Friday, December 18, 2015

Woe-ARIA: aria-describedby: To Report or Not to Report?


In my last post, I waxed lyrical about the surprising complexity of the seemingly simple aria-label/ledby. Thanks to those who took the time to read it and provide their valuable thoughts. In particular, Steve Faulkner commented that he’d started working on “doc/test files suggesting what screen readers should announce from accname/description info“. Talk about responsive! Thanks Steve! His inclusion of description opened up another can of worms for me, so I thought I’d continue the trend and let the worms spill out right here. Thankfully, this particular can is somewhat smaller than the first one!

What are you on about this time?

Steve’s new document suggests that for an a tag with an href, screen readers should:
Announce accname + accdescription (if present and different from acc name), ignore element content.
I don’t agree with the “ignore element content” bit in all cases; see the “Why not just use the accessible name?” section of my label post for why. However, the bit of interest here is the suggestion that accDescription should be reported.

Well, of course it should! The spec says!

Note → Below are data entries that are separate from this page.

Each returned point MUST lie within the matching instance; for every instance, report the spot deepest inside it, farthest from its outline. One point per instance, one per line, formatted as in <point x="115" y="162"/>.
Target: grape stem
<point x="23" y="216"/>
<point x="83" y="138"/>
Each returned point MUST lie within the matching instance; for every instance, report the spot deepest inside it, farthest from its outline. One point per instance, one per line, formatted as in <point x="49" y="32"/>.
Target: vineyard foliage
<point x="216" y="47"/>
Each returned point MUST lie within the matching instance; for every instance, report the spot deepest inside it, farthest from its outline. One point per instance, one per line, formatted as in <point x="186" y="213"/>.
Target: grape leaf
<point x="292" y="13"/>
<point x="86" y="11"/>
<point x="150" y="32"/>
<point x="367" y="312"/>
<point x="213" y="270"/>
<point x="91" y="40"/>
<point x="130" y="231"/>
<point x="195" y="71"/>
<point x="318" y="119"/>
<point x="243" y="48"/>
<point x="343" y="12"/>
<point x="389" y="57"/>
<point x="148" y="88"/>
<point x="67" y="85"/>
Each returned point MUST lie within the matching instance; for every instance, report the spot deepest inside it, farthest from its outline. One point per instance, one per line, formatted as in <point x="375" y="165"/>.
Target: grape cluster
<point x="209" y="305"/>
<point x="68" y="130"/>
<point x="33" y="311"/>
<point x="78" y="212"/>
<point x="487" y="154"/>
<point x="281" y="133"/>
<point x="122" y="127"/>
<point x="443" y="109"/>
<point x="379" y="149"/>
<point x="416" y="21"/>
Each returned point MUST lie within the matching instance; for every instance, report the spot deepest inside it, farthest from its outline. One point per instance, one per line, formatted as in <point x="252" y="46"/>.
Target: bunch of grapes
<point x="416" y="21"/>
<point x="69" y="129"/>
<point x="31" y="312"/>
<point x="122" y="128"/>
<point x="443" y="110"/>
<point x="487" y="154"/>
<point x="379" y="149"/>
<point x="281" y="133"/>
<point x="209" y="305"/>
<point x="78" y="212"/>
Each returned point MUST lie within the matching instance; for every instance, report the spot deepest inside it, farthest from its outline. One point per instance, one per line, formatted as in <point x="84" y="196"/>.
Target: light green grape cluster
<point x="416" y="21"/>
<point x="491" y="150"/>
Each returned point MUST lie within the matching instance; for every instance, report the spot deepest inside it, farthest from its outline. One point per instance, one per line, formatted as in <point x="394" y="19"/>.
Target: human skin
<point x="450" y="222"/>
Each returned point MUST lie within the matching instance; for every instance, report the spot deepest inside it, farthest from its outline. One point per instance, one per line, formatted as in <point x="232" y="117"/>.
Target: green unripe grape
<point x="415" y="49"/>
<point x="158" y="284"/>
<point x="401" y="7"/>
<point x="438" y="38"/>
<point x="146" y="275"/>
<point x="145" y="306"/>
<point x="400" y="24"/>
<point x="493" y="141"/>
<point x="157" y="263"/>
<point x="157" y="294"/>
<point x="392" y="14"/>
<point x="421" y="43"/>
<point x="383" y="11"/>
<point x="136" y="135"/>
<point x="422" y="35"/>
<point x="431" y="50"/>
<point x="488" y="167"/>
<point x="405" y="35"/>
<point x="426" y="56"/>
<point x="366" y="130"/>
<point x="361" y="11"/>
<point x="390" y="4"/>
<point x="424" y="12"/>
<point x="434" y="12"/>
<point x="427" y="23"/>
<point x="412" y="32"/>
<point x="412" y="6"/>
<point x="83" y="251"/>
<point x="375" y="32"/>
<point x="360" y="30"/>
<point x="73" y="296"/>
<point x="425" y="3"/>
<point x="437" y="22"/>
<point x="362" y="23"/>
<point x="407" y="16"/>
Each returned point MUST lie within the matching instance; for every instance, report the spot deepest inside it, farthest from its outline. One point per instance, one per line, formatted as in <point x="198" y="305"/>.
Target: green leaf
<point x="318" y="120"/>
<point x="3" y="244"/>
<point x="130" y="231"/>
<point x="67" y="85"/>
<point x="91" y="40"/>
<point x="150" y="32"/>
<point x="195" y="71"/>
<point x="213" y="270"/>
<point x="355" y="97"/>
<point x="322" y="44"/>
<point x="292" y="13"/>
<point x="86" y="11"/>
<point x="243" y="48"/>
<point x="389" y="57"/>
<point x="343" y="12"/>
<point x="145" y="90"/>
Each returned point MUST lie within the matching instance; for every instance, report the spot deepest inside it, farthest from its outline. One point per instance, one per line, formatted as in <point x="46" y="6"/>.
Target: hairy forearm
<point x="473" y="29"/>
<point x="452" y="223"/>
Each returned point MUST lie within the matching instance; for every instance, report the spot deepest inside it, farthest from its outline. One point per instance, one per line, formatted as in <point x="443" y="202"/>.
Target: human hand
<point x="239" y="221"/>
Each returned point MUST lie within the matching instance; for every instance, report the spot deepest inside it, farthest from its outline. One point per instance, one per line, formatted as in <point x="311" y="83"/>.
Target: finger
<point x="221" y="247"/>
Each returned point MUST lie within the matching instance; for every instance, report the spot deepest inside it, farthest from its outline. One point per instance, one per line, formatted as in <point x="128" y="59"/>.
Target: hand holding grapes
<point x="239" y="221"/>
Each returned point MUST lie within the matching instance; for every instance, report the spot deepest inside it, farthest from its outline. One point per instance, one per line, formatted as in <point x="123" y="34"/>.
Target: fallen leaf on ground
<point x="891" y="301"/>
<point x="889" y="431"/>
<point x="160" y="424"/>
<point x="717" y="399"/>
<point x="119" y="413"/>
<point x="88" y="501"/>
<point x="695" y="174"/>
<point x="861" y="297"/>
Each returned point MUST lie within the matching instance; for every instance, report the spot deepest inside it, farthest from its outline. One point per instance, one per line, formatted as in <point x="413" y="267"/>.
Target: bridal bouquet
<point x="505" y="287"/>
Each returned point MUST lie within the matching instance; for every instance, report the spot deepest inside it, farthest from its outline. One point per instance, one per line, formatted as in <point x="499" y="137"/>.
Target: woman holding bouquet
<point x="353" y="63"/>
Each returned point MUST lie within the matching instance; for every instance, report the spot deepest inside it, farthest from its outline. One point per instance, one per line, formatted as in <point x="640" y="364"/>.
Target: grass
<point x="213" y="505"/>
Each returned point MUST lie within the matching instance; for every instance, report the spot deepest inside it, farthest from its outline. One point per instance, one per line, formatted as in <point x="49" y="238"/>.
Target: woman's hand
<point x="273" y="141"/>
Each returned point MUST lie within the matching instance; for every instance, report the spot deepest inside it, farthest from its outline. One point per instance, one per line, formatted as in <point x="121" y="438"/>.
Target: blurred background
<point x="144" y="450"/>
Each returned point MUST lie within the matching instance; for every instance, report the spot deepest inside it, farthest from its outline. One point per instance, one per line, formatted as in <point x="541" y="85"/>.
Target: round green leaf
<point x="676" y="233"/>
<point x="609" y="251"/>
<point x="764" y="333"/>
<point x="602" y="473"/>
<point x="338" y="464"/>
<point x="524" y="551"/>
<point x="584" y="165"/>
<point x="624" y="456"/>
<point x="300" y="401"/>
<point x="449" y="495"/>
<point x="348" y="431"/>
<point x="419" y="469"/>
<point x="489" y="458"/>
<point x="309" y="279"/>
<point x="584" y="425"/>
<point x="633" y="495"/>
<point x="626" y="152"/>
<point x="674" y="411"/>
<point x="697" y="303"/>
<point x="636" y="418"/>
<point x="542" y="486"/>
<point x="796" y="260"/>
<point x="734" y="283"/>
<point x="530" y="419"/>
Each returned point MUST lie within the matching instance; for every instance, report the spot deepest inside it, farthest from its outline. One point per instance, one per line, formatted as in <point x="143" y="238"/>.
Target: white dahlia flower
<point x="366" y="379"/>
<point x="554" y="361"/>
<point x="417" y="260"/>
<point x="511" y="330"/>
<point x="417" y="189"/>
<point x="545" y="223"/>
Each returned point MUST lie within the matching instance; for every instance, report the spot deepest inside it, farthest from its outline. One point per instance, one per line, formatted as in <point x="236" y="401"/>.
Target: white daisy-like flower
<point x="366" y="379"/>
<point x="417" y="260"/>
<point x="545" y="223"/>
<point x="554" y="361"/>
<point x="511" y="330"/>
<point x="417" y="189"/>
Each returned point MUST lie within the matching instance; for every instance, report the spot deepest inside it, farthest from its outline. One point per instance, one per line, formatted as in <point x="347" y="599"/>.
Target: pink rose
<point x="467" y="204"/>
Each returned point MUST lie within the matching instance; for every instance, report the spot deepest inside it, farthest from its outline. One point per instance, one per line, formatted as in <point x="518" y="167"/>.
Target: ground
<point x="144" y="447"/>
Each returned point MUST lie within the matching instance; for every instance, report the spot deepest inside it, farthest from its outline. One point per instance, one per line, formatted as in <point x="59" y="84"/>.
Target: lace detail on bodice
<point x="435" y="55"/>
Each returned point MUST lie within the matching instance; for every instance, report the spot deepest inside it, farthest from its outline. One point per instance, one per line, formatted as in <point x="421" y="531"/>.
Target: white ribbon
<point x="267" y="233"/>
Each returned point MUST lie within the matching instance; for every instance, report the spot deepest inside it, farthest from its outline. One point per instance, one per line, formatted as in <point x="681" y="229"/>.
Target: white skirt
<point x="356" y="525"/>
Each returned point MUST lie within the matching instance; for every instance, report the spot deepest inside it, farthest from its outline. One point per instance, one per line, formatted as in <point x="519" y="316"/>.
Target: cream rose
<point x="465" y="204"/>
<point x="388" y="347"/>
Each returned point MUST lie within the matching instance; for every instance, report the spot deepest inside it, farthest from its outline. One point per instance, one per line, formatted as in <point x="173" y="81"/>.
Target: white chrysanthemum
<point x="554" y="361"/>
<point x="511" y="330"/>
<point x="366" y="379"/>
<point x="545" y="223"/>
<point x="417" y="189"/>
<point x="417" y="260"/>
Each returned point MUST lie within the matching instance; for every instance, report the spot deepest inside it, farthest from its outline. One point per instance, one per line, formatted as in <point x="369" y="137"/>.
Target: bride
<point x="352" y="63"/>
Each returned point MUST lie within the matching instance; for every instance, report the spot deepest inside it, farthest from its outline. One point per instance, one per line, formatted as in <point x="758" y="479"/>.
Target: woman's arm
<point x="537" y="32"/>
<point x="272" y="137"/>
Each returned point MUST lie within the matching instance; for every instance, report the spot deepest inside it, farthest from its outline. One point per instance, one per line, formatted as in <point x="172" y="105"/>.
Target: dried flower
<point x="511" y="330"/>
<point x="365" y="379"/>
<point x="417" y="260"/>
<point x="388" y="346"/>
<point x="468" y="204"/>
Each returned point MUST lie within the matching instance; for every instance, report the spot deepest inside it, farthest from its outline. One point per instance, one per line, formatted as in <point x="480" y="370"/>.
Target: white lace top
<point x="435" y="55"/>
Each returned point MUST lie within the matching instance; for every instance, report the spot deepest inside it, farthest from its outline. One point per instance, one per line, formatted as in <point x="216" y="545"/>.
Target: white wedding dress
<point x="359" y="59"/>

The spec allows elements to be described, so many argue that it logically follows that a supporting screen reader should always read the description. I strongly disagree.
While the label is primary information for many elements (including links), I believe the description is “secondary” information. The ARIA spec says that:
a label should be concise, where a description is intended to provide more verbose information.
“More verbose information” is the key here. It is reasonable to assume that users will not always be interested in this level of verbosity. If the information was important enough to be read always, why not just stick it in the label?

What on earth do you mean by secondary information?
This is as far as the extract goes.